Veilige financiering
Het blijkt erg lastig te zijn een andere, veilige financiering voor de OR-cursus te vinden. In de huidige systematiek moet elke werkgever met meer dan 50 werknemers de WOR-heffing betalen. In de praktijk betekent dat de grote ondernemingen feitelijk (veel) meer betalen dan ze aan GBIO-bijdragen terugkrijgen. Kleinere bedrijven daarentegen ontvangen een hogere bijdrage dan ze aan de WOR-heffing kwijt zijn.
Kleine bedrijven betalen meer
Bij een andere financiering zal elke werkgever voor zijn eigen OR’en moeten betalen. Dat zal vooral bij de kleinere werkgevers pijn doen. Juist bij deze groep werkgevers is het echter voor een OR vaak lastig om op cursus te mogen gaan. Daarbij is de instellingsgraad van OR’en bij de 100-bedrijven bedroevend laag: niet meer dan de helft heeft een OR ingesteld. Als daar hogere scholingskosten bij komen, is voor iedereen duidelijk dat dat ten koste zal gaan van het instellen van meer OR’en.

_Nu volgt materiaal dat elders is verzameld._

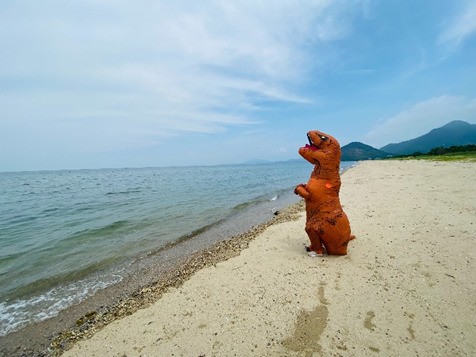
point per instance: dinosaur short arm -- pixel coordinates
(302, 191)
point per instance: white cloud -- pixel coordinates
(460, 28)
(420, 118)
(186, 66)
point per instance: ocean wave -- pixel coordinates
(19, 313)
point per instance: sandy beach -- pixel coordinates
(407, 287)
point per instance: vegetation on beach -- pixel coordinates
(452, 153)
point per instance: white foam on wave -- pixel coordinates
(19, 313)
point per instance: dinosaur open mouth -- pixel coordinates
(311, 145)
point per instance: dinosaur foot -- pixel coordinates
(313, 254)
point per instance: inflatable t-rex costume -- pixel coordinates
(327, 224)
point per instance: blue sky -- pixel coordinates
(113, 83)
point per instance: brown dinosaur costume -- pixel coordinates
(327, 224)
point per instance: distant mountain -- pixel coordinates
(455, 133)
(256, 162)
(356, 151)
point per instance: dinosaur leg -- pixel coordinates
(313, 232)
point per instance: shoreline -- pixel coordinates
(404, 288)
(179, 261)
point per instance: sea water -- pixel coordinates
(64, 235)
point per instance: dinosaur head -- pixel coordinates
(320, 143)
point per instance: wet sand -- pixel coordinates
(406, 288)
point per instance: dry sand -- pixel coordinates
(407, 287)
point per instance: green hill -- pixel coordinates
(356, 151)
(455, 133)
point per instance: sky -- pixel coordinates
(114, 83)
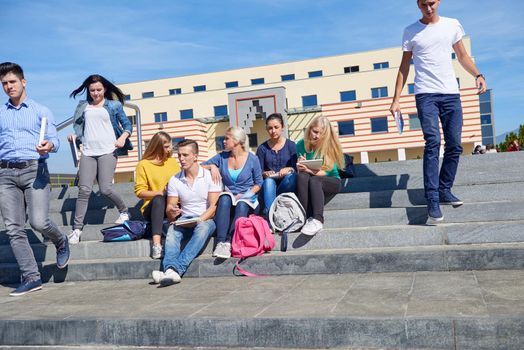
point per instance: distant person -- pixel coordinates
(490, 148)
(152, 175)
(24, 177)
(103, 129)
(278, 160)
(316, 186)
(430, 42)
(514, 146)
(240, 173)
(196, 193)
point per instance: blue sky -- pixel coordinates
(60, 42)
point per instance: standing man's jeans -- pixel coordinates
(20, 188)
(198, 236)
(448, 108)
(271, 187)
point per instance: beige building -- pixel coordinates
(353, 90)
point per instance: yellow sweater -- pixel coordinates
(154, 177)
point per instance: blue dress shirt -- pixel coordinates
(20, 130)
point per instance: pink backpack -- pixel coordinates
(252, 237)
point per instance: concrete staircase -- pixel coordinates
(377, 225)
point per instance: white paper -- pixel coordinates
(400, 122)
(43, 128)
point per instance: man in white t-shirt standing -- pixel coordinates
(197, 195)
(430, 42)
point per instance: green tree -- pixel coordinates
(503, 146)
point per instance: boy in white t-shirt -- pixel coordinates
(430, 42)
(197, 195)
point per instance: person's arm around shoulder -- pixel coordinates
(467, 63)
(213, 165)
(402, 76)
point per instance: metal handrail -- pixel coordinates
(64, 124)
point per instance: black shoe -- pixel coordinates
(62, 254)
(447, 198)
(26, 287)
(434, 212)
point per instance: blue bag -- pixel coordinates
(128, 231)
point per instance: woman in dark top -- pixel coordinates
(278, 160)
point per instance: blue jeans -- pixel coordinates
(198, 236)
(226, 216)
(447, 108)
(21, 189)
(272, 187)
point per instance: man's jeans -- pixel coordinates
(198, 236)
(20, 188)
(430, 108)
(271, 187)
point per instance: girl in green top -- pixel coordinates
(314, 186)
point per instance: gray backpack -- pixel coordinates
(286, 214)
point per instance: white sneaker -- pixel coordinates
(74, 236)
(312, 227)
(157, 276)
(156, 251)
(170, 277)
(222, 250)
(124, 216)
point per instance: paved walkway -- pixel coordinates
(392, 295)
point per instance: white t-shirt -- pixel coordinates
(99, 136)
(193, 199)
(432, 46)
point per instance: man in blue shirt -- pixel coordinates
(24, 178)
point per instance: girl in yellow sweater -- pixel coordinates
(152, 175)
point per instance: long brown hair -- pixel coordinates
(328, 146)
(155, 148)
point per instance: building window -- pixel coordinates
(379, 92)
(309, 101)
(381, 65)
(351, 69)
(314, 74)
(199, 88)
(346, 128)
(257, 81)
(219, 143)
(379, 124)
(414, 122)
(186, 114)
(160, 117)
(231, 84)
(350, 95)
(175, 141)
(220, 110)
(253, 140)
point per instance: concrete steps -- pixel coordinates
(376, 277)
(413, 310)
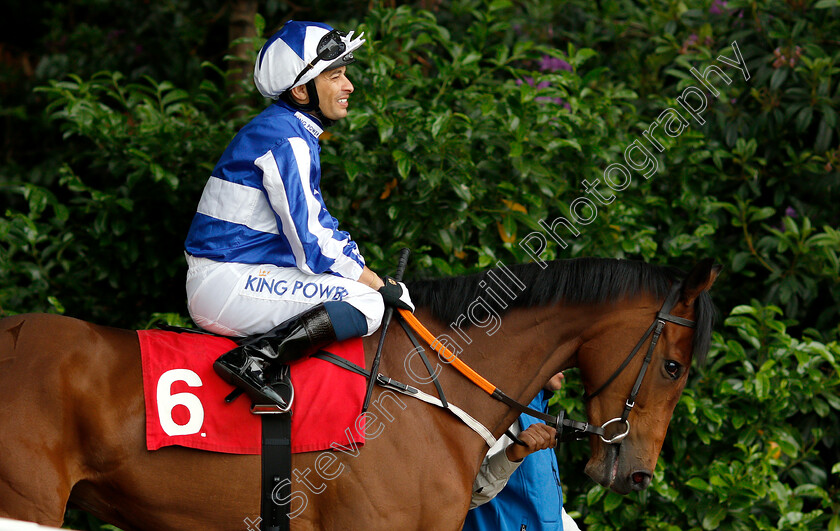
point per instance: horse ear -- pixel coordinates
(700, 279)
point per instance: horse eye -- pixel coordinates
(673, 369)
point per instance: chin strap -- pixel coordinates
(313, 107)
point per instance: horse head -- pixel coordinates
(626, 463)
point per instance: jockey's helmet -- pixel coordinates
(298, 53)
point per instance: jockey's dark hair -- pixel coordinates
(574, 281)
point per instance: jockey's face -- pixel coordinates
(334, 91)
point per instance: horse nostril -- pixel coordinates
(641, 480)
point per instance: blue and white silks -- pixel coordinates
(263, 203)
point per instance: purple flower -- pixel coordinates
(552, 64)
(717, 7)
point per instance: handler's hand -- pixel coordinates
(536, 437)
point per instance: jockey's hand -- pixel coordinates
(536, 437)
(395, 294)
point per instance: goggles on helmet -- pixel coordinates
(330, 47)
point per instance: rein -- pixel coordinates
(559, 422)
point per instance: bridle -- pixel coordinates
(655, 329)
(567, 429)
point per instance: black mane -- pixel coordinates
(575, 281)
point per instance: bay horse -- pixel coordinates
(72, 410)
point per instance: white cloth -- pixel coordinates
(236, 299)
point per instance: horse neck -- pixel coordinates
(517, 354)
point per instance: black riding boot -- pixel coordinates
(249, 366)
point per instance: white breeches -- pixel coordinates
(235, 299)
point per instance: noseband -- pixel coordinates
(655, 329)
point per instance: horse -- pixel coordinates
(72, 409)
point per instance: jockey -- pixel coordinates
(265, 256)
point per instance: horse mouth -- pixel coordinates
(609, 473)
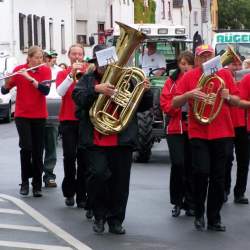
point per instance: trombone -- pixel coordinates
(16, 73)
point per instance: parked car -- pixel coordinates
(7, 102)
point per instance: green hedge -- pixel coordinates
(144, 16)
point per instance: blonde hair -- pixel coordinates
(246, 64)
(76, 45)
(33, 50)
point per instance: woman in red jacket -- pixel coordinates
(177, 139)
(30, 116)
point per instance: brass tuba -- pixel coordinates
(205, 111)
(110, 115)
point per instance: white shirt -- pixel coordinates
(151, 62)
(53, 93)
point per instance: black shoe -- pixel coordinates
(89, 214)
(216, 227)
(225, 199)
(176, 211)
(117, 229)
(199, 223)
(241, 200)
(81, 204)
(24, 190)
(98, 226)
(190, 212)
(50, 183)
(70, 201)
(37, 193)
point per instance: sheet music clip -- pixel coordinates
(212, 66)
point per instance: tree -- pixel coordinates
(234, 14)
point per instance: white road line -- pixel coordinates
(10, 211)
(24, 228)
(46, 223)
(25, 245)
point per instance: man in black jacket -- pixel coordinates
(109, 157)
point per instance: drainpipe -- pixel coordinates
(73, 20)
(12, 46)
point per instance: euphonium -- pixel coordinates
(111, 115)
(206, 111)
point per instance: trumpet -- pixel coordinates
(16, 73)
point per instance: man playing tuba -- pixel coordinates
(109, 157)
(210, 142)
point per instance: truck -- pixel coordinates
(238, 39)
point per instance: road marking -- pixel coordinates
(24, 228)
(10, 211)
(47, 224)
(25, 245)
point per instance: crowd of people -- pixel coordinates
(97, 167)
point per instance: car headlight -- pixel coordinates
(179, 31)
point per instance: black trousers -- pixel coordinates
(74, 176)
(108, 181)
(181, 175)
(209, 160)
(31, 142)
(241, 146)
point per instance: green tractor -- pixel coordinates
(152, 123)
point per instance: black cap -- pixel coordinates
(97, 48)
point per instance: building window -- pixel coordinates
(111, 16)
(21, 31)
(169, 11)
(37, 30)
(177, 3)
(63, 49)
(51, 34)
(196, 18)
(81, 32)
(163, 9)
(100, 31)
(43, 33)
(30, 33)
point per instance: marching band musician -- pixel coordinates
(74, 178)
(109, 157)
(181, 184)
(30, 117)
(210, 142)
(240, 144)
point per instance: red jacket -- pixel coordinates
(176, 124)
(221, 126)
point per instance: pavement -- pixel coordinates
(46, 222)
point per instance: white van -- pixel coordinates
(7, 102)
(239, 40)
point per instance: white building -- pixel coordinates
(195, 15)
(96, 18)
(46, 23)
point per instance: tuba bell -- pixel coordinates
(205, 111)
(110, 115)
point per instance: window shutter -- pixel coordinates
(43, 32)
(21, 31)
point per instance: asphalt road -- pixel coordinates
(148, 223)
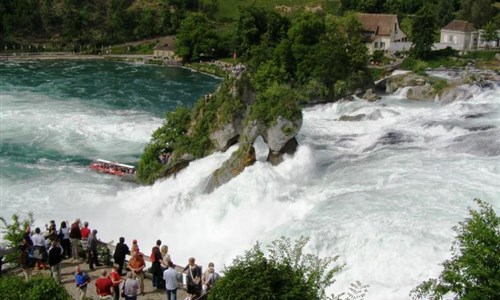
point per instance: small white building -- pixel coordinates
(382, 32)
(165, 48)
(459, 35)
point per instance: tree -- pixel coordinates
(473, 271)
(286, 273)
(423, 29)
(165, 139)
(490, 34)
(13, 233)
(445, 11)
(196, 38)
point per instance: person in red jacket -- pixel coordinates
(104, 286)
(85, 232)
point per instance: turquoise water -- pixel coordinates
(100, 109)
(382, 192)
(58, 116)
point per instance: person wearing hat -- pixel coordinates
(194, 278)
(135, 247)
(92, 250)
(75, 236)
(85, 233)
(121, 251)
(137, 264)
(209, 277)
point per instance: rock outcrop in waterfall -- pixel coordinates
(234, 114)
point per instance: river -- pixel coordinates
(382, 192)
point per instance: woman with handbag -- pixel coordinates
(194, 279)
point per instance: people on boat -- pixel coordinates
(112, 168)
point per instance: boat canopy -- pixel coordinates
(114, 164)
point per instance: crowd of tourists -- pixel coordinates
(46, 250)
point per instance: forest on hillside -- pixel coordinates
(104, 22)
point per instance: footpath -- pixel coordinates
(68, 281)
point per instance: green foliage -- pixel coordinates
(13, 234)
(440, 85)
(165, 139)
(423, 30)
(39, 287)
(378, 56)
(415, 65)
(287, 273)
(276, 100)
(196, 38)
(472, 272)
(490, 33)
(482, 55)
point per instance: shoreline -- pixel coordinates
(144, 58)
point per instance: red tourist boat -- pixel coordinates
(112, 168)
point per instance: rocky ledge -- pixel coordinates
(439, 85)
(236, 114)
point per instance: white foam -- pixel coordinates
(387, 210)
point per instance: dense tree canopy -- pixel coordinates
(285, 273)
(473, 270)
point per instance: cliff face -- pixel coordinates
(235, 113)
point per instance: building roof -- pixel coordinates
(379, 24)
(166, 43)
(459, 25)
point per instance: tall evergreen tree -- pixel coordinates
(423, 30)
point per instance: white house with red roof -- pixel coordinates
(382, 32)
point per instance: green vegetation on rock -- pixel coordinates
(13, 234)
(277, 100)
(39, 287)
(285, 273)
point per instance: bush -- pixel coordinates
(473, 270)
(14, 233)
(276, 100)
(287, 273)
(39, 287)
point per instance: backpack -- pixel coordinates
(155, 253)
(30, 259)
(213, 278)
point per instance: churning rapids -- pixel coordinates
(382, 192)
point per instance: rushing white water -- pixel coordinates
(383, 192)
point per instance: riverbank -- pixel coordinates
(216, 69)
(73, 56)
(68, 281)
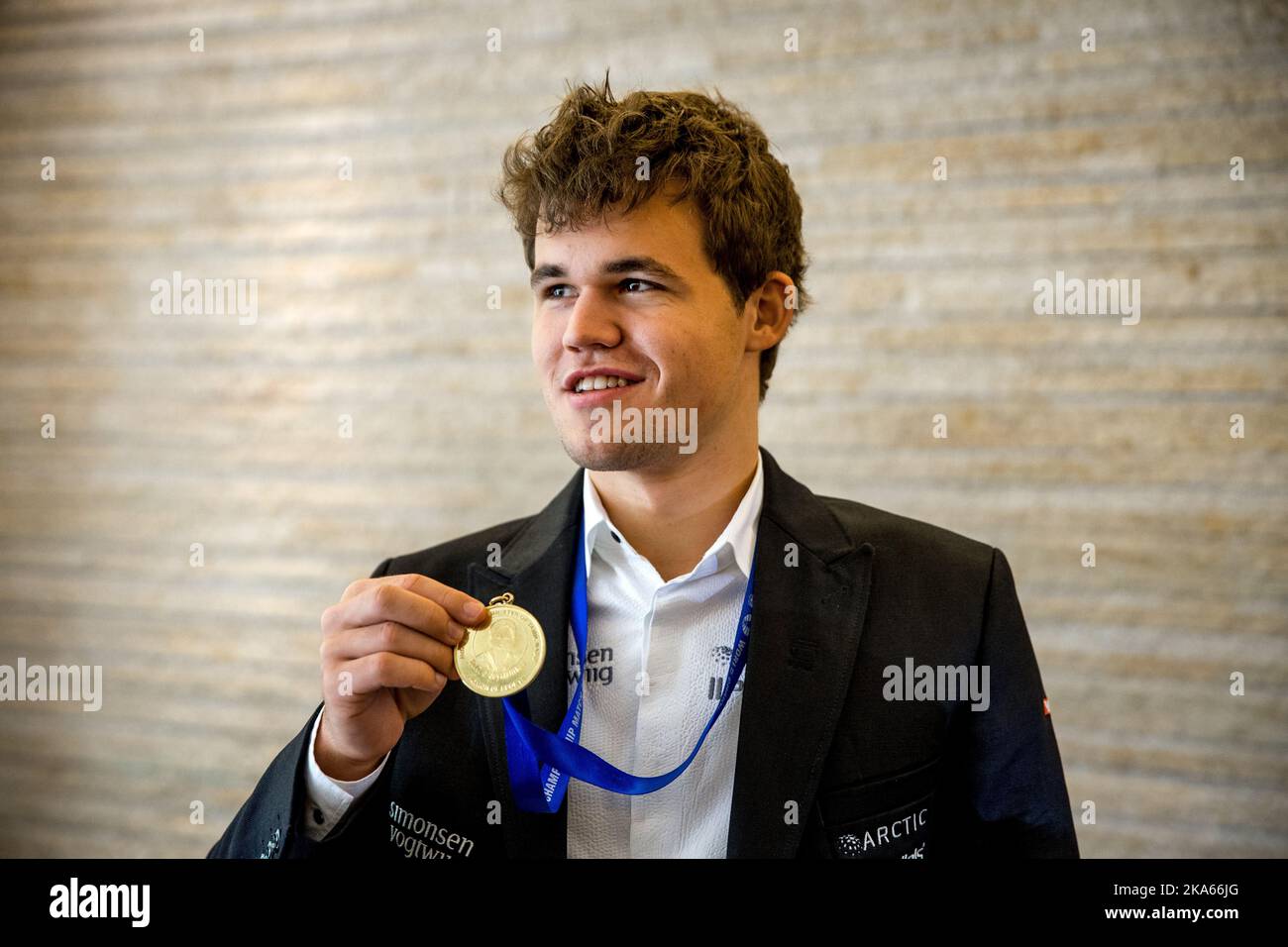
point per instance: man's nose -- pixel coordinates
(591, 321)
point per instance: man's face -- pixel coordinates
(636, 294)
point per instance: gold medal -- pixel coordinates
(503, 657)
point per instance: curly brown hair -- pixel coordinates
(585, 162)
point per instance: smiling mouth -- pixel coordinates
(600, 382)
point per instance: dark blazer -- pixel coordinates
(825, 766)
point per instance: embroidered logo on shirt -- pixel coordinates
(721, 655)
(599, 667)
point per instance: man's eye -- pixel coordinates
(550, 291)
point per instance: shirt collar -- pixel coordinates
(739, 534)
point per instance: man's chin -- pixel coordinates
(595, 455)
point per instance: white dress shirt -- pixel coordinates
(656, 659)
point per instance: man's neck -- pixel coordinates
(673, 518)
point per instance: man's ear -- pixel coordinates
(772, 315)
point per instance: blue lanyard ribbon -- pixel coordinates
(541, 762)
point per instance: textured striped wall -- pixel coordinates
(1063, 431)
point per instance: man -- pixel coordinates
(666, 258)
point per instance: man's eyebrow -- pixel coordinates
(626, 264)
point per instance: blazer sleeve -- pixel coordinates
(1009, 796)
(269, 823)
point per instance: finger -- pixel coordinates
(393, 600)
(384, 669)
(393, 637)
(455, 602)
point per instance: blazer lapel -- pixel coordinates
(805, 626)
(537, 569)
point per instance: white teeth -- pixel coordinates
(600, 381)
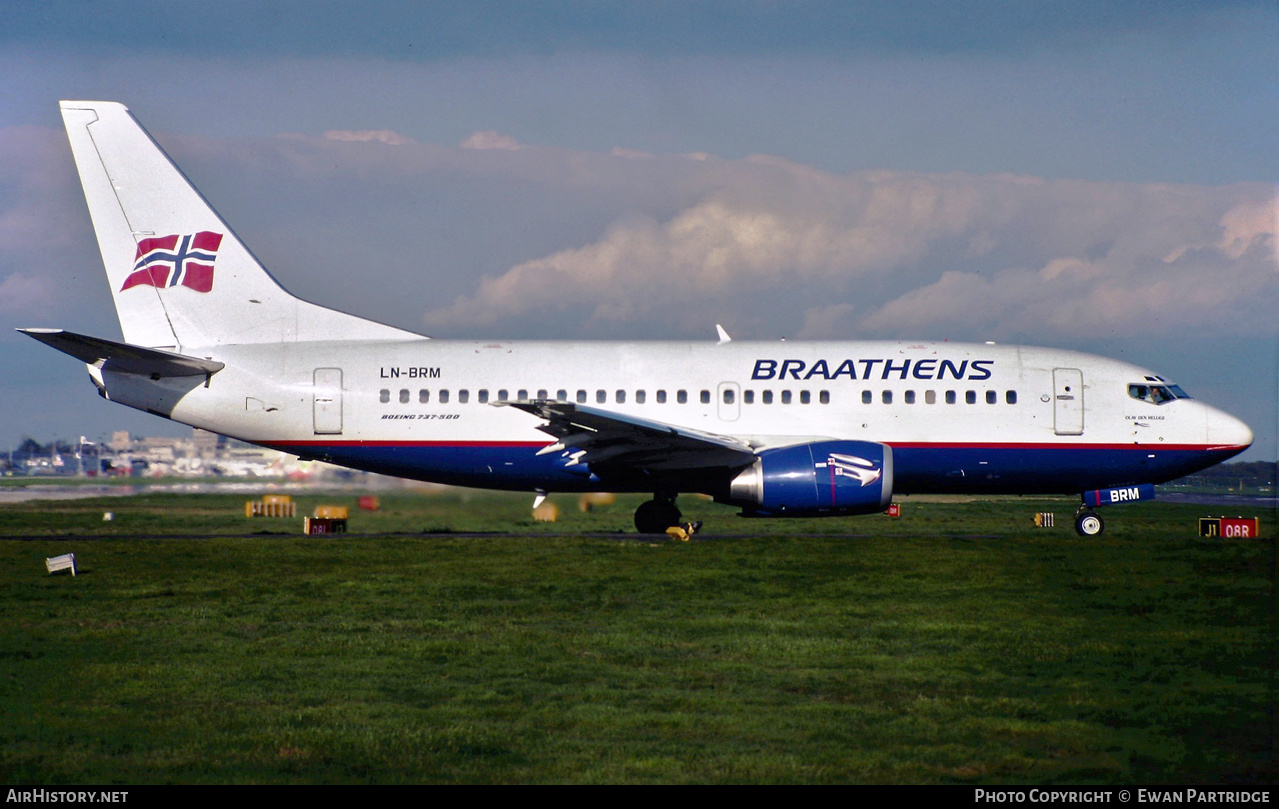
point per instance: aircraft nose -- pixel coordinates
(1225, 431)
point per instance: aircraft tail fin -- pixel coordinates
(178, 274)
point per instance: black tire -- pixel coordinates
(655, 516)
(1089, 524)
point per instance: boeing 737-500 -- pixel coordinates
(778, 428)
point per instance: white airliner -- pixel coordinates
(776, 428)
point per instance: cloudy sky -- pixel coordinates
(1094, 175)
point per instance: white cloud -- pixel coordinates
(26, 294)
(381, 136)
(910, 254)
(490, 139)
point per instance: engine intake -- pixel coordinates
(816, 479)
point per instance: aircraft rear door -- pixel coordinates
(326, 401)
(1068, 401)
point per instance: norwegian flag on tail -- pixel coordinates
(175, 261)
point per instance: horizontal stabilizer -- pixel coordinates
(124, 358)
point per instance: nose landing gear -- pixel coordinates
(1087, 523)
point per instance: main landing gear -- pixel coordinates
(1087, 523)
(656, 515)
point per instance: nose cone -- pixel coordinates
(1225, 432)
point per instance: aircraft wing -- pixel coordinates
(604, 439)
(123, 357)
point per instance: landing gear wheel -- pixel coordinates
(1089, 524)
(655, 516)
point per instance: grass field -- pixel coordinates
(954, 644)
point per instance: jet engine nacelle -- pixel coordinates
(816, 479)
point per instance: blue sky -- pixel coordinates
(1022, 171)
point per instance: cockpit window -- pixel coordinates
(1156, 394)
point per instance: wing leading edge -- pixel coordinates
(603, 439)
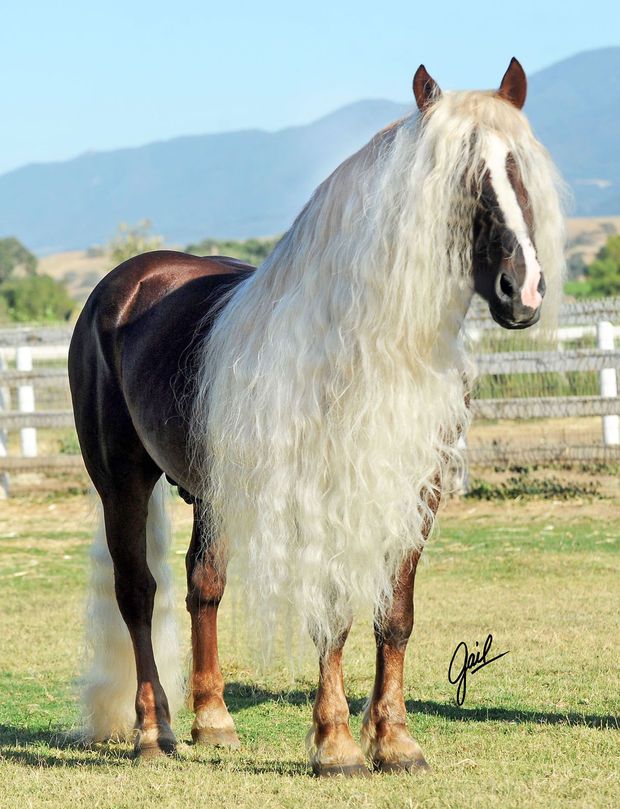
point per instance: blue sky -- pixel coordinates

Gecertificeerde OR-trainers
Ook voor het borgen van de kwaliteit van de OR-cursus, nu in handen van het GBIO, konden de sociale partners geen goed alternatief bedenken. De vakbeweging wil dat een eventuele, nieuwe certificering niet alleen voor de instellingen geldt, maar voor individuele OR-trainers. En hoe streng moet de nieuwe certificering zijn? Als men de lat hoog legt, zullen alleen enkele top-instituten aan die normen kunnen voldoen. Ligt de meetlat erg laag, dan komen al gauw de cursus-cowboys om de hoek kijken. Men denkt aan een soortgelijke certificering als bij de Arbodiensten. Maar dat brengt een bureaucratische rompslomp met zich mee die die van het GBIO veruit overstijgt.
Een brug te ver
Kortom, ook dit vraagstuk – hoe zwaar wordt de certificering en welk instituut regelt en controleert deze certificering – was voor de sociale partners op 2 september een brug te ver. Begin oktober pakken de partijen de draad weer op.